Shortly before midday on 26 January 1921, a west-bound stopping train from Whitchurch and an east-bound express from Aberystwyth were approaching Abermule from opposite directions, and were due to cross there. The regular Abermule Stationmaster, Parry, was on leave, and Relief Stationmaster Lewis, who was deputising for him, had gone for his lunch. The other three station staff at Abermule were Signalman Jones, Porter Rogers, who was seventeen, and a trainee booking clerk named Thompson, who was only fifteen years old.

The staff at Montgomery station requested clearance for the stopping train to run to Abermule, and Signalman Jones pressed the release on the tablet instrument for the Montgomery-Abermule section, allowing the train to proceed. He then checked that the express was running to time, and was informed that it had just passed Moat Lane Junction on the far side of Newtown, as scheduled. Jones went to the signal box to open the level crossing gates and clear the signals for the stopping train. Meanwhile, Relief Stationmaster Lewis returned from his lunch. A permanent way sub-inspector attracted his attention with an urgent enquiry, and he immediately went with the sub-inspector to the goods yard, without entering the instrument room or inquiring as to the position of any trains approaching Abermule.
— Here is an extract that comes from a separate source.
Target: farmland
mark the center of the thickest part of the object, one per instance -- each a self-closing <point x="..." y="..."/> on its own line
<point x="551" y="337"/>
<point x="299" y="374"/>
Newtown station then requested permission for the express to proceed to Abermule. Porter Rogers pressed the release on the tablet machine for the Newtown-Abermule section which allowed it to do so. He then went to the ground frame at the west end of the station to set the points for the express, but found the frame locked against him because Jones had already "set the road" for the stopping train to arrive on the down road. While Rogers was occupied at the ground frame, Newtown signalled that the express was entering the Newtown-Abermule section. However, there was no-one in the Abermule station buildings to note the signal.

Before Porter Rogers could call to Signalman Jones to release the ground frame lock, the stopping train arrived. The youth, Thompson, collected the tablet for the Montgomery-Abermule section from the driver of the stopping train, and was heading back to the station buildings to put it in the tablet instrument when he met Lewis returning from the goods yard. He gave the tablet to Lewis, saying that he had to go and collect the tickets (although only one passenger had alighted from the train). He did not mention that he had yet to exchange the tablet for one for the Abermule-Newtown section (which he could not have done, because the Abermule-Newtown tablet machine was still locked). Thompson also mistakenly told Lewis that the express was still "about Moat Lane", presumably from having overheard some of Jones's earlier telephone conversation.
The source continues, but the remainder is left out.